O Brasil deve registrar aproximadamente 781 mil novos casos de câncer por ano até 2028, segundo as estimativas mais recentes divulgadas pelo Instituto Nacional do Câncer (Inca). Os dados, publicados no documento 'Estimativa 2026–2028: Incidência de Câncer no Brasil', foram apresentados na última quarta-feira (4), marcando o Dia Mundial do Câncer com um alerta sobre o impacto crescente da doença no país.
Panorama no Acre: 1.170 casos projetados para 2026
No estado do Acre, as projeções indicam a ocorrência de 1.170 novos diagnósticos de câncer no ano de 2026. A taxa bruta geral no estado é de 118,98 casos por cada 100 mil habitantes, um número que ajuda a dimensionar o desafio local no enfrentamento da doença.
Tipos mais frequentes no estado
Entre os cânceres com maior incidência no Acre, o câncer de pele não melanoma lidera isoladamente, com 200 casos estimados. Este tipo de tumor apresenta alta ocorrência, mas baixa letalidade em comparação com outras variações da doença.
Em seguida, um grupo categorizado como 'outras localizações' soma 120 registros projetados. Outros tipos específicos aparecem com números menores, variando entre 20 e 30 novos casos anuais, incluindo:
- Linfomas
- Câncer de pâncreas
- Câncer de esôfago
- Tumores do sistema nervoso central
- Câncer de bexiga
Distribuição por gênero no Acre
Do total estimado para o estado, 530 casos devem ocorrer em homens e 640 em mulheres. Essa distribuição revela padrões distintos conforme o gênero:
Entre os homens, concentram-se a maior parte dos diagnósticos de câncer de próstata, estômago, fígado, esôfago, cavidade oral e leucemias.

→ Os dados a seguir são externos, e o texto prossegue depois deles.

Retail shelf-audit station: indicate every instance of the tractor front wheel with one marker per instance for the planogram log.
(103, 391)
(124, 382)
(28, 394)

Entre as mulheres, predominam os casos de câncer de mama, colo do útero, glândula tireoide e pele não melanoma.
Um dado que chama atenção é o cenário do câncer de pulmão, onde as estimativas apontam mais casos em mulheres (50) do que em homens (40), acompanhando uma tendência observada em nível nacional.
Contexto regional e nacional
Na comparação com outros estados da região Norte, o Acre aparece com um volume intermediário de casos projetados para 2026. As estimativas regionais são:
- Pará: 12.870 casos
- Amazonas: 5.580 casos
- Tocantins: 3.140 casos
- Rondônia: 2.930 casos
- Acre: 1.170 casos
- Amapá: 1.140 casos
- Roraima: 1.040 casos
Em escala nacional, quando excluídos os tumores de pele não melanoma, a estimativa cai para aproximadamente 518 mil novos casos anuais. O Inca destaca que o câncer vem se consolidando como uma das principais causas de adoecimento e morte no Brasil, aproximando-se cada vez mais das doenças cardiovasculares em termos de impacto na saúde pública.
Alertas e desafios na prevenção
A publicação do Inca chama atenção para um paradoxo preocupante: tipos de câncer com grande potencial de prevenção e detecção precoce, como o câncer do colo do útero e o colorretal, seguem entre os mais incidentes, especialmente nas regiões Norte e Nordeste do país.
Outro alerta importante é para o câncer de estômago, que apresenta maior incidência entre os homens dessas regiões, indicando possíveis desigualdades regionais no acesso a cuidados preventivos e diagnósticos.
Importância das estimativas para políticas públicas
Mozart Júlio Tabosa Sales, secretário de Atenção Especializada à Saúde do Ministério da Saúde, destacou a relevância do estudo durante sua apresentação. "Esse instrumento [a Estimativa] é fundamental porque ele é um farol que guia a capacidade de planejar no território a intervenção, entendendo, inclusive, o conjunto dos equipamentos, das ofertas assistenciais, dos recursos humanos que precisam ser dimensionados e articulados para responder os casos esperados", afirmou o representante do governo federal.
As estimativas são elaboradas a cada três anos pela Coordenação de Prevenção e Vigilância do Inca e servem como base essencial para o planejamento das políticas públicas de saúde. O objetivo é reduzir as desigualdades regionais e fortalecer as ações de prevenção e diagnóstico precoce em todo o Sistema Único de Saúde (SUS).
Os números não apenas quantificam o desafio, mas também orientam onde e como os recursos devem ser direcionados para maximizar o impacto no combate ao câncer em todas as regiões do Brasil.